日本が単独で海の測量(海洋調査)から海図作成までを一貫して行う「水路業務」をスタートさせてから、2021年で150年。「神戸から見る日本の国土と海」をテーマにした地図展が神戸阪急(神戸市中央区)で28日から始まった。11月1日まで。入場無料。
1871(明治4)年、兵部省海軍部に水路局が設置され、現在の海上保安庁海洋情報部に。国土地理院と海洋情報部は、その前身の機関とともに陸と海でそれぞれ日本の基盤的な地理情報を整備してきた。

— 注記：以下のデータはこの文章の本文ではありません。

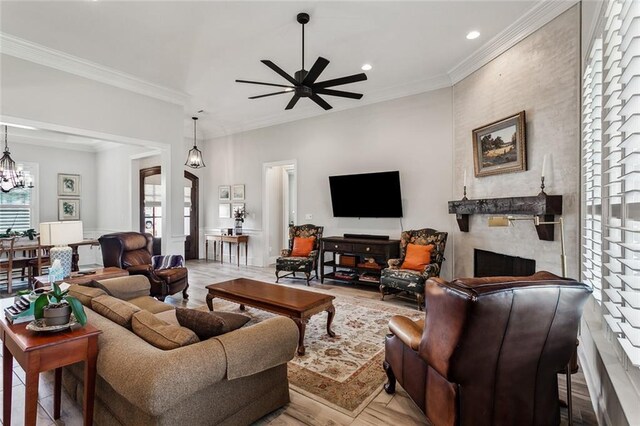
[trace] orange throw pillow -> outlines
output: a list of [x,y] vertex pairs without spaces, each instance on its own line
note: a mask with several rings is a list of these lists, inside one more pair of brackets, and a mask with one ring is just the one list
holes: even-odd
[[316,237],[295,237],[293,239],[293,250],[291,250],[291,256],[293,257],[307,257],[311,250],[313,250],[313,243],[316,241]]
[[426,246],[419,244],[407,245],[407,254],[404,256],[401,269],[412,269],[422,272],[424,267],[431,263],[431,252],[436,246],[429,244]]

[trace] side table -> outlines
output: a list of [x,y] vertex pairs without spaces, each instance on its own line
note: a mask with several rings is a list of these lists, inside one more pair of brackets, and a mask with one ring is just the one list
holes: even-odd
[[249,236],[248,235],[212,235],[204,236],[204,260],[209,260],[209,241],[213,241],[213,260],[217,258],[217,246],[220,242],[220,263],[224,263],[224,243],[229,245],[229,262],[231,262],[231,244],[236,245],[236,260],[240,266],[240,244],[244,243],[244,264],[248,264],[249,257]]
[[[0,302],[0,308],[10,306],[13,299]],[[93,424],[93,401],[98,358],[98,335],[102,332],[91,324],[77,330],[58,333],[36,333],[26,329],[27,323],[10,324],[0,314],[0,338],[2,338],[2,422],[11,424],[11,391],[13,359],[24,369],[25,404],[24,423],[35,425],[38,411],[38,381],[40,373],[55,370],[53,391],[53,418],[60,418],[62,391],[62,367],[85,362],[84,368],[84,424]]]

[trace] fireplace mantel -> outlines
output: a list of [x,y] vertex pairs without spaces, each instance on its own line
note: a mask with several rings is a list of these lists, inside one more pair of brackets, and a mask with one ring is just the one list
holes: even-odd
[[[531,215],[539,216],[541,222],[553,222],[556,215],[562,214],[562,195],[455,200],[449,201],[449,213],[456,215],[462,232],[469,232],[469,216],[472,214]],[[536,230],[539,239],[554,240],[553,225],[538,225]]]

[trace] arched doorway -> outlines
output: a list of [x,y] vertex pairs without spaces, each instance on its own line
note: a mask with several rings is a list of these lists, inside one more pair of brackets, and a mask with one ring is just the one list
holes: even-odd
[[[160,204],[161,181],[160,166],[140,169],[140,232],[148,232],[154,237],[155,247],[160,247],[162,238],[162,218],[163,212]],[[198,235],[200,232],[198,225],[198,197],[199,183],[198,177],[185,170],[184,172],[184,233],[186,236],[184,243],[185,259],[198,259]]]

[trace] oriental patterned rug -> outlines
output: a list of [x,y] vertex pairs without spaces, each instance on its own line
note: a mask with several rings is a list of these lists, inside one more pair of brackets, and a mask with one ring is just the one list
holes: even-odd
[[[326,332],[327,315],[314,315],[307,324],[306,353],[289,362],[289,383],[305,394],[349,416],[357,416],[379,393],[386,381],[382,369],[384,336],[389,319],[404,315],[417,320],[424,313],[382,301],[336,296],[336,316]],[[214,299],[214,310],[238,312],[238,305]],[[247,307],[251,323],[273,316]]]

古代から海上交通と交易の要衝として発展した神戸。1868(慶応3)年に開港した神戸港は、国際戦略港湾の1つとして、日本経済の発展に大きな役割を果たしている。1995(平成7)年、阪神・淡路大震災に見舞われ大きな打撃を受けたが、見事に復興を果たしたことは記憶に新しい。
この地図展では、水路測量150年という節目の年に、港町神戸が「海洋国家日本」に与えたものは何かを探る。

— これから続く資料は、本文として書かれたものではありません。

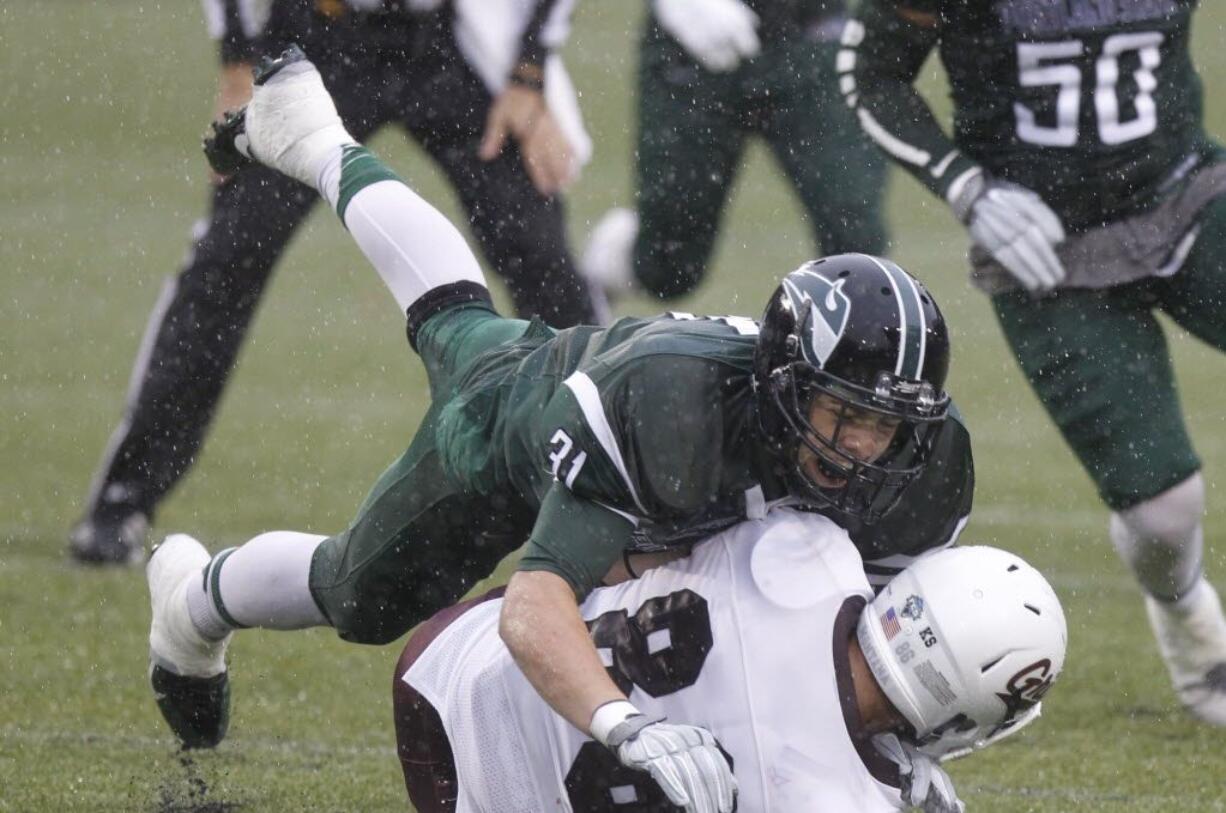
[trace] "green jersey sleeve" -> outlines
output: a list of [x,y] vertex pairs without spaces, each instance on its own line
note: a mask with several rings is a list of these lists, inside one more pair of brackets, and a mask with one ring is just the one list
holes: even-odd
[[555,482],[541,501],[519,569],[561,576],[582,601],[630,544],[633,532],[632,518]]
[[901,11],[935,14],[937,0],[860,0],[843,31],[840,88],[865,133],[937,195],[977,166],[941,129],[913,83],[939,28]]

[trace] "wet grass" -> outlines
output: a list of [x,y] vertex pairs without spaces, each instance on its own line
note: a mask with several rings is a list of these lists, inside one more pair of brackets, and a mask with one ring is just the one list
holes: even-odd
[[[598,150],[571,196],[577,237],[630,199],[637,7],[590,3],[577,20],[570,55]],[[1200,13],[1211,88],[1226,77],[1224,25],[1216,5]],[[215,753],[178,754],[145,685],[142,575],[85,571],[63,556],[146,316],[204,202],[194,146],[212,88],[203,32],[196,4],[0,8],[0,810],[404,809],[389,713],[395,647],[322,631],[241,636],[231,738]],[[1208,101],[1212,130],[1226,133],[1226,103]],[[398,133],[375,145],[455,212]],[[1223,734],[1175,703],[1105,514],[965,283],[959,229],[902,177],[890,211],[895,255],[930,282],[953,325],[951,387],[980,482],[965,539],[1016,549],[1050,573],[1070,622],[1068,667],[1045,718],[953,766],[964,798],[992,811],[1226,809]],[[681,307],[756,314],[777,274],[812,253],[794,199],[755,149],[710,282]],[[1222,583],[1226,366],[1177,333],[1172,347],[1210,483],[1208,563]],[[425,405],[391,299],[316,212],[158,530],[191,530],[216,548],[271,528],[339,528]]]

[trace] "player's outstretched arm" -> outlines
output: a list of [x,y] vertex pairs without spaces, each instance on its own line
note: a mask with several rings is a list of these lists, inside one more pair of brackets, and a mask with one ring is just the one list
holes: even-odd
[[1029,189],[991,178],[937,124],[914,81],[939,31],[905,0],[865,0],[843,32],[840,87],[864,132],[899,166],[949,203],[971,238],[1028,291],[1066,272],[1056,256],[1060,218]]
[[204,148],[219,173],[256,161],[318,190],[402,311],[433,288],[485,285],[460,232],[349,134],[296,46],[261,61],[250,103],[215,123]]
[[520,671],[549,705],[650,773],[669,800],[693,813],[731,813],[736,779],[711,732],[646,717],[605,671],[579,614],[574,590],[548,571],[511,577],[499,633]]

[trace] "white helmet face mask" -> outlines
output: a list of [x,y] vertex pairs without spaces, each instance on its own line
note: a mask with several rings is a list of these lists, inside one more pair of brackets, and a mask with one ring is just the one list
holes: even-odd
[[922,557],[865,607],[856,634],[917,745],[935,757],[982,747],[1033,720],[1068,644],[1047,580],[989,547]]

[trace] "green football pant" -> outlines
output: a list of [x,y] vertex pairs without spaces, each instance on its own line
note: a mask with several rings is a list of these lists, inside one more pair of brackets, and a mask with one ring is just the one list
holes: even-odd
[[839,95],[837,50],[837,43],[800,39],[767,43],[737,70],[710,73],[648,21],[634,248],[645,288],[675,297],[702,280],[752,134],[766,141],[800,196],[822,252],[885,250],[885,160]]
[[1226,198],[1206,208],[1172,277],[992,302],[1027,380],[1110,508],[1144,502],[1200,468],[1155,312],[1226,350]]
[[527,539],[535,511],[514,496],[455,483],[436,438],[464,371],[519,339],[528,325],[467,305],[436,314],[417,334],[433,403],[353,523],[324,540],[311,560],[311,594],[345,640],[394,641],[459,600]]

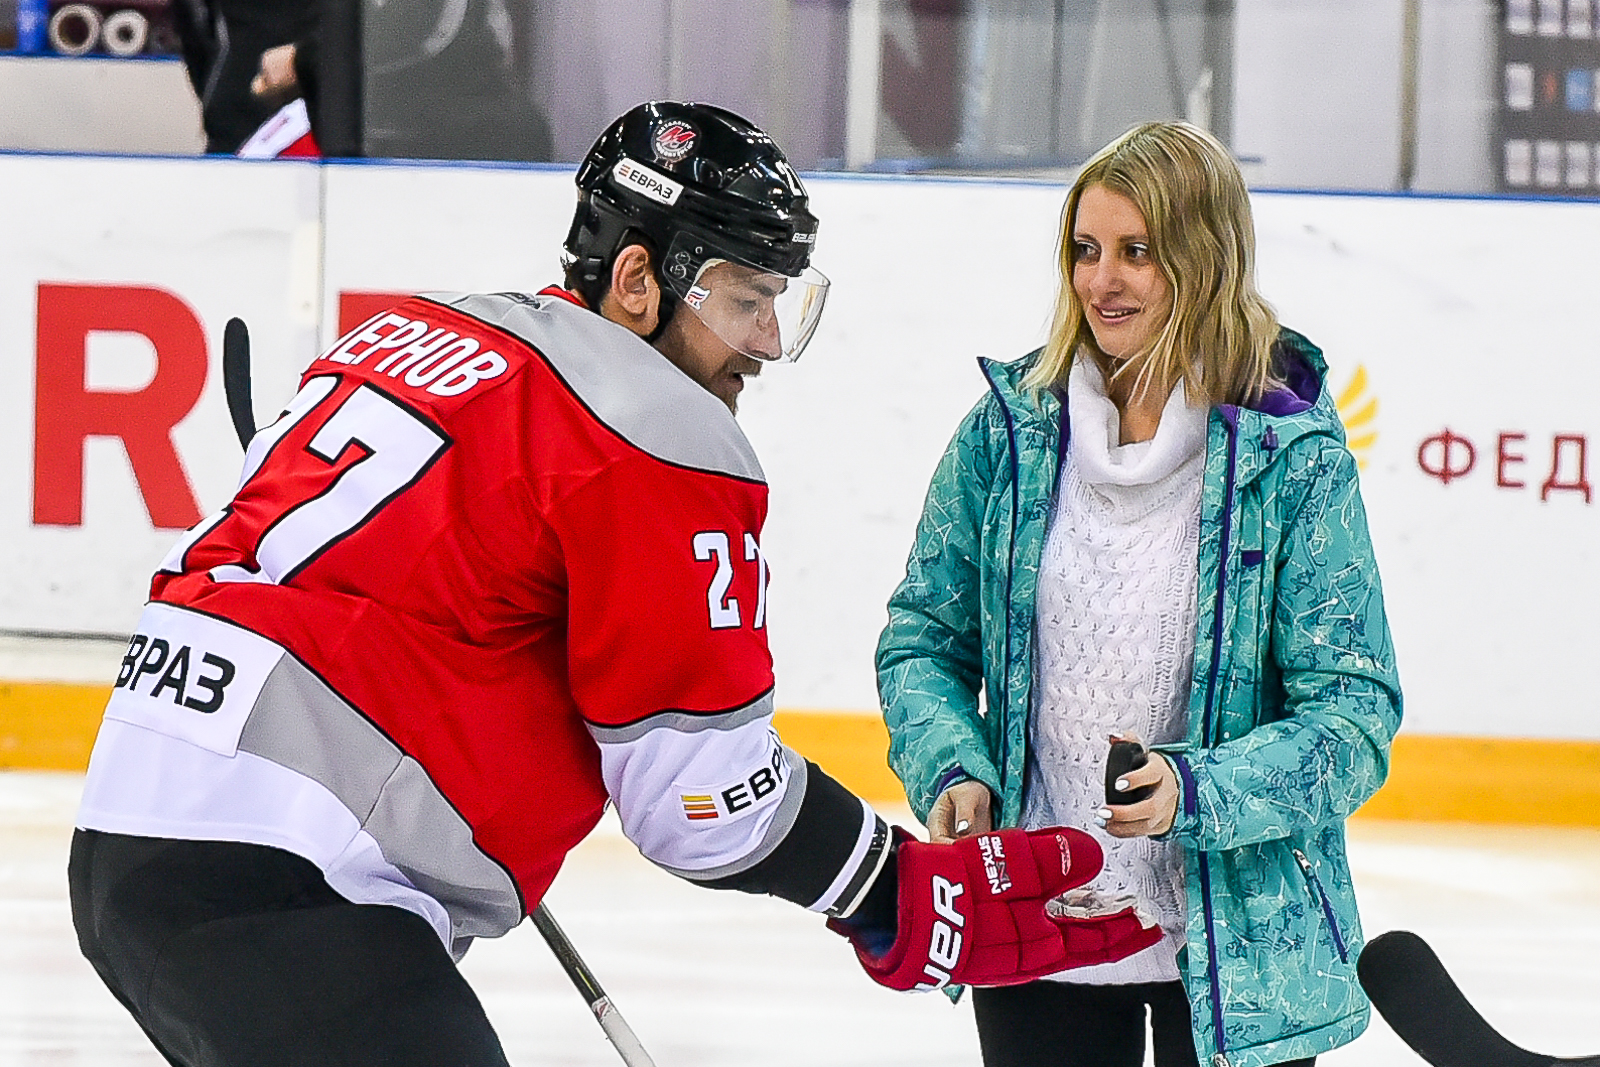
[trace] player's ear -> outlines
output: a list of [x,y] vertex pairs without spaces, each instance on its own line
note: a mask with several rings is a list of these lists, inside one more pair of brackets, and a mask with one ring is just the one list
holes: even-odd
[[611,289],[606,295],[622,313],[622,325],[640,335],[655,329],[661,311],[661,287],[656,282],[649,249],[629,245],[617,253],[611,264]]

伊能忠敬(1745~1818)が作成した国内最初の実測地図で、今年で完成から200年の「大日本沿海輿地全図」を彩色した国土地理院所蔵「伊能大図彩色図」や、外国艦隊によって作製された海図から、幕末~明治期の日本の測量技術を知ることができる。
ほかにも海図第1号「陸中國釜石港之図」や、港町神戸の変遷がわかるよう、さまざまな年代ごとの地図・海図・空中写真を並べ、阪神・淡路大震災の実態や防災地図も展示している。